Like the Brewers, the Phillies have made a late run at a wild card spot after being more or less left for dead; they've gone 27-17 since the beginning of August. Even so, they just dropped three out of four to the Astros to slip back under .500, and they're now sixth in the wild-card race, four games out of the second spot. They're just 5-10 against the Mets this season, but New York has lost eight out of nine and is just 20-40 since the All-Star break. The series begins on Monday with a pairing of Cliff Lee and R.A. Dickey, with Cole Hamels and Tyler Cloyd following for the Phils, and Jon Niese and Matt Harvey going for the Mets.

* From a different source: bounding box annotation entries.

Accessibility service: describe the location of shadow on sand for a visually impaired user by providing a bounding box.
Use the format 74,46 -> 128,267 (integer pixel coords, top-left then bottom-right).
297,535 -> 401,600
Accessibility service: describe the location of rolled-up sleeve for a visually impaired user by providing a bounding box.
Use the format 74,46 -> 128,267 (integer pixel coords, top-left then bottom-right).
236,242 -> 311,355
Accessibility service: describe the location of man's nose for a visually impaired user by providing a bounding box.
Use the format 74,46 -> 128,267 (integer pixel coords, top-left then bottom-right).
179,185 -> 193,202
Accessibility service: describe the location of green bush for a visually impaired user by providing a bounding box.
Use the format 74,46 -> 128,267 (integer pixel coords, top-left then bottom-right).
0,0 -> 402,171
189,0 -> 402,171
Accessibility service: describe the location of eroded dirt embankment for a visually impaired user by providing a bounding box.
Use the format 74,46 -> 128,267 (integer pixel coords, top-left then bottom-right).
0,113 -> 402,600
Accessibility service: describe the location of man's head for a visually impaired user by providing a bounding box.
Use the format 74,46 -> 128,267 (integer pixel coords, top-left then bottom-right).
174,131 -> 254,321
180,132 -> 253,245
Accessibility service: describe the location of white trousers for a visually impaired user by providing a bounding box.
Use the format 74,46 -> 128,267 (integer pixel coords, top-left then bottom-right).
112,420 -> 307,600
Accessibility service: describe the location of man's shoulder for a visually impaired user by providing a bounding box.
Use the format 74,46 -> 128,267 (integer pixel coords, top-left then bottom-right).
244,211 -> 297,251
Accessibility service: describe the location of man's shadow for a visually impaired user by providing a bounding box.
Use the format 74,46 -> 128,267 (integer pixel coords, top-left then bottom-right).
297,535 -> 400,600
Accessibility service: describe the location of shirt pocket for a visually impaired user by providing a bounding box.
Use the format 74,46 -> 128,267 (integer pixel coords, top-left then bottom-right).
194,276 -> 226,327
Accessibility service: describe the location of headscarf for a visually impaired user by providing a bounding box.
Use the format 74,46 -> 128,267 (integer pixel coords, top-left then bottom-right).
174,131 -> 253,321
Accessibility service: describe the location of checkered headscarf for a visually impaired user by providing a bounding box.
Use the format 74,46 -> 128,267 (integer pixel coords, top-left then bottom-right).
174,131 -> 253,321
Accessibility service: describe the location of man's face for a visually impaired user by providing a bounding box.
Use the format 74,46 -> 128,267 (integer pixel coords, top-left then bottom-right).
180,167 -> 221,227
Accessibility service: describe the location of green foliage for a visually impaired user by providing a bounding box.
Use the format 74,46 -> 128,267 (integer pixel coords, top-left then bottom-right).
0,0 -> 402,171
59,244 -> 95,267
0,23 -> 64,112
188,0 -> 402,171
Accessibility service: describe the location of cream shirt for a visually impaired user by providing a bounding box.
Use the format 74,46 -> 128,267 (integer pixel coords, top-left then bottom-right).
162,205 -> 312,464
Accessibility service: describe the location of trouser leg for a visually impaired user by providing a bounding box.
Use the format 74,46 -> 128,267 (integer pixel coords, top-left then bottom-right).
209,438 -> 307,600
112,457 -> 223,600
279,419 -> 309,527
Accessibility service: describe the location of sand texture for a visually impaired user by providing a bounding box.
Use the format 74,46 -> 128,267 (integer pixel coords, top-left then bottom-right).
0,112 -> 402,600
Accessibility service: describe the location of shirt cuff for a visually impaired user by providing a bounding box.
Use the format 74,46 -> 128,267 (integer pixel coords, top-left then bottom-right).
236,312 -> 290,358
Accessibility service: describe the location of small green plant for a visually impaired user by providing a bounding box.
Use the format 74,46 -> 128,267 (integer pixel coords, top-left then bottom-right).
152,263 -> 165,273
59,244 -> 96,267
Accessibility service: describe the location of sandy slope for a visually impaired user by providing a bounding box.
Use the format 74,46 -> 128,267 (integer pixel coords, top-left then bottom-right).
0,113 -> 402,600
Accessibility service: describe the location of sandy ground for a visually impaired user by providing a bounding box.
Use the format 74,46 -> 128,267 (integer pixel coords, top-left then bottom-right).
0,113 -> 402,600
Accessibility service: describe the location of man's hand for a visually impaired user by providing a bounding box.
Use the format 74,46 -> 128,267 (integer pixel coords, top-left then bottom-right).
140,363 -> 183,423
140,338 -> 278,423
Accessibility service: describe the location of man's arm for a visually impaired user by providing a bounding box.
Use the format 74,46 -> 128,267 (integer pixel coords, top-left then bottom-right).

• Boston Red Sox (66-81) at Tampa Bay Rays (78-68) Like the Phillies, the Rays are in need of a doormat on whom they can wipe their feet, as they've lost five out of their last six against the Orioles and Yankees to fall five games back in the AL East and four games back in the wild-card. The Red Sox may be that doormat. Though they've taken seven out of 12 against Tampa Bay this season, they're on a 4-14 slide, and were officially eliminated from the playoff hunt on Sunday; one more loss would guarantee their first sub-.500 finish since 1997. Monday's opener pits Aaron Cook versus Alex Cobb, with Felix Doubront and Jeremy Hellickson going on Tuesday, and Daisuke Matsuzaka and David Price — a mismatch if there ever was one — on Wednesday.